In a reaction vessel, the following reaction was carried out using 0.250 mol of NH3 and 0.100 mol of N2,
4NH3(l) + N2 (g) = 3N2H4 (l)
what is the compositon in moles in the vessel when the reaction is completed? Is the answer:
0 mol NH3, 0.063 mol N2, and 0.188 mol N2H4?
close but not quite.
Yes, zero moles NH3.
Yes, 0.1875 = 0.188 mole N2H4.
No, N2. You USE 0.0625 moles N2, you had 0.100 initially; therefore, the amount remaining is 0.100 - 0.0625 (you are allowed three significant figures so I would not round that to 0.063).
Dr. Bob,
Thank you so much for taking the time to help me. God bless all your work with us. However, I'm still confused b/c these were my choices:
0 mol NH3, 0.038 mol N2, 0.333 mol N2H4,
O.150 mol NH3,~0 mol N2, 0.300 mol N2H4,
~0 mol NH3, 0.38 mol N2, 0.188 mol N2H4 and
~ 0 mol NH3, 0.063 mol N2, 0.188 mol N2H4.
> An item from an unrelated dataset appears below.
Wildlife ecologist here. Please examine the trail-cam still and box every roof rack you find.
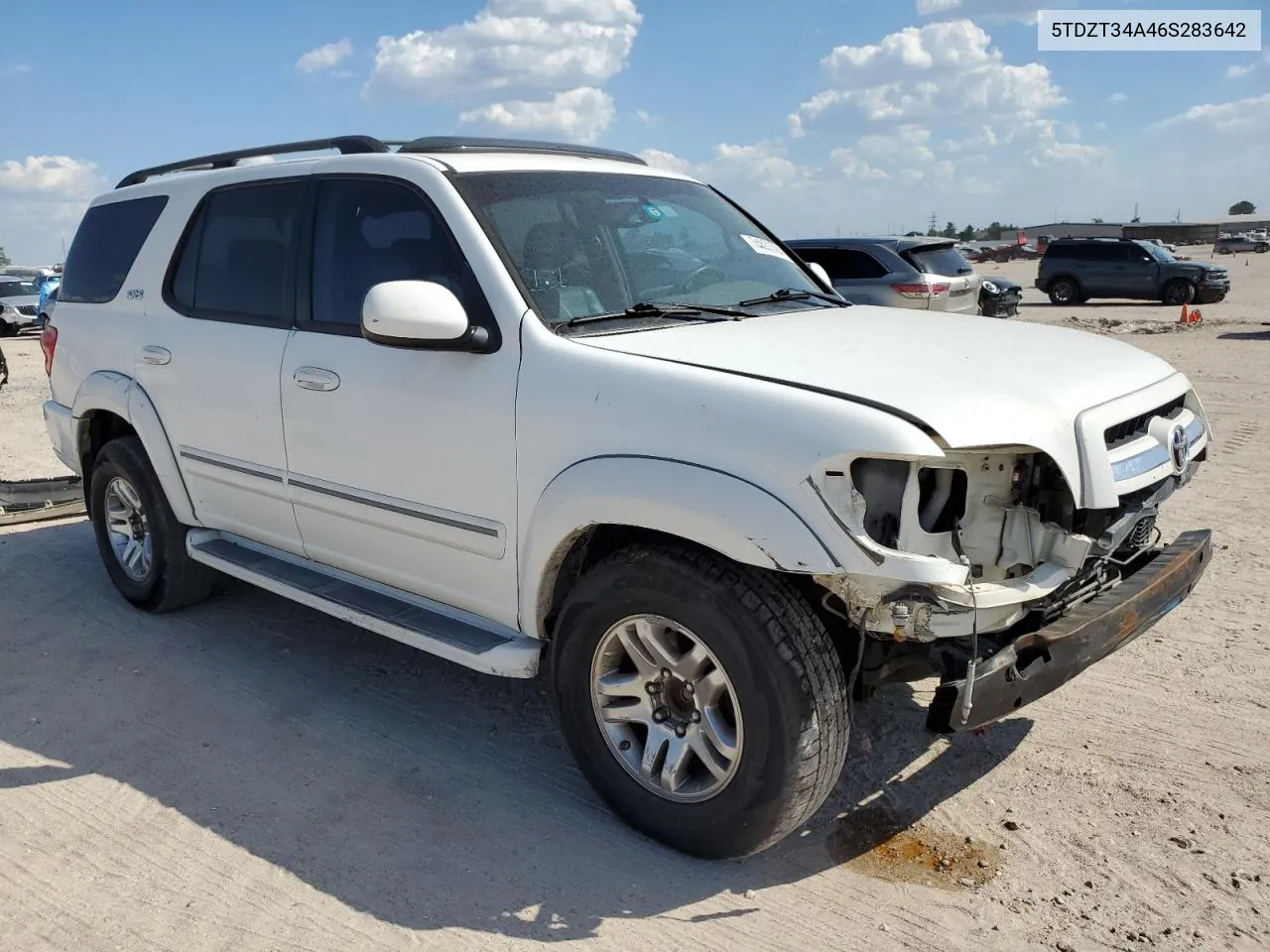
[398,136,648,165]
[115,136,390,187]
To determine the composition in moles of each substance in the reaction vessel when the reaction is completed, we need to use stoichiometry.
In this reaction, we have 4 moles of NH3 reacting with 1 mole of N2 to produce 3 moles of N2H4.
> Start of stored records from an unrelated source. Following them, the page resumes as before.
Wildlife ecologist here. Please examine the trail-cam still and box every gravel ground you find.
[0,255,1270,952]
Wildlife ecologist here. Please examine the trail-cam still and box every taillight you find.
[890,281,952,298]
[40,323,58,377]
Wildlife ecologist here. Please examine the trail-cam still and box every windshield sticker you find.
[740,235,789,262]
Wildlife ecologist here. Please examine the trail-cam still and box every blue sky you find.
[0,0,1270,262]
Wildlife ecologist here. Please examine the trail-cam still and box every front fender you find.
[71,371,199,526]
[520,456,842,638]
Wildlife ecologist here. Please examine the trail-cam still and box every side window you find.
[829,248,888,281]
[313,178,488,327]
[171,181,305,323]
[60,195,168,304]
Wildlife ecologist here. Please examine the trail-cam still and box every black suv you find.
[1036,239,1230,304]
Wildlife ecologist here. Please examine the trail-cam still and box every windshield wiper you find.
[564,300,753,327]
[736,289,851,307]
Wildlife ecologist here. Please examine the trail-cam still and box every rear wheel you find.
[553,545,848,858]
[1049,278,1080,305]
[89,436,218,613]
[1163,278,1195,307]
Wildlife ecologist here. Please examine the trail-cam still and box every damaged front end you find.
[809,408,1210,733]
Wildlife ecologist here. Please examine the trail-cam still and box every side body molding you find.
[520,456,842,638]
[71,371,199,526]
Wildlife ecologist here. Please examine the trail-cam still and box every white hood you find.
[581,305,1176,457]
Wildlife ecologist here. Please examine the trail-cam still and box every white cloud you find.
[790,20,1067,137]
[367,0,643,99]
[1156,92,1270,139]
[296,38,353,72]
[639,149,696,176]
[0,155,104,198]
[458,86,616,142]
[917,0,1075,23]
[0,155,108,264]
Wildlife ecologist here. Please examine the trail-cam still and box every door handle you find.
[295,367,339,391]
Given that 0.250 mol of NH3 and 0.100 mol of N2 were used, we can calculate the moles of N2H4 formed as follows:
From the given molar ratios in the balanced equation, we know that for every 4 moles of NH3 reacted, 3 moles of N2H4 are formed. Therefore, we can first calculate the moles of N2H4 formed from the moles of NH3:
(0.250 mol NH3) x (3 mol N2H4 / 4 mol NH3) = 0.188 mol N2H4
Next, we can calculate the moles of N2H4 formed from the moles of N2:
(0.100 mol N2) x (3 mol N2H4 / 1 mol N2) = 0.300 mol N2H4
So, the composition in moles in the vessel when the reaction is completed is:
- 0.000 mol NH3 (since all the NH3 is consumed)
- 0.100 mol N2 (since N2 is not fully consumed)
- 0.188 mol N2H4 (formed during the reaction)
Therefore, the answer you provided is incorrect. The correct composition is 0.000 mol NH3, 0.100 mol N2, and 0.188 mol N2H4.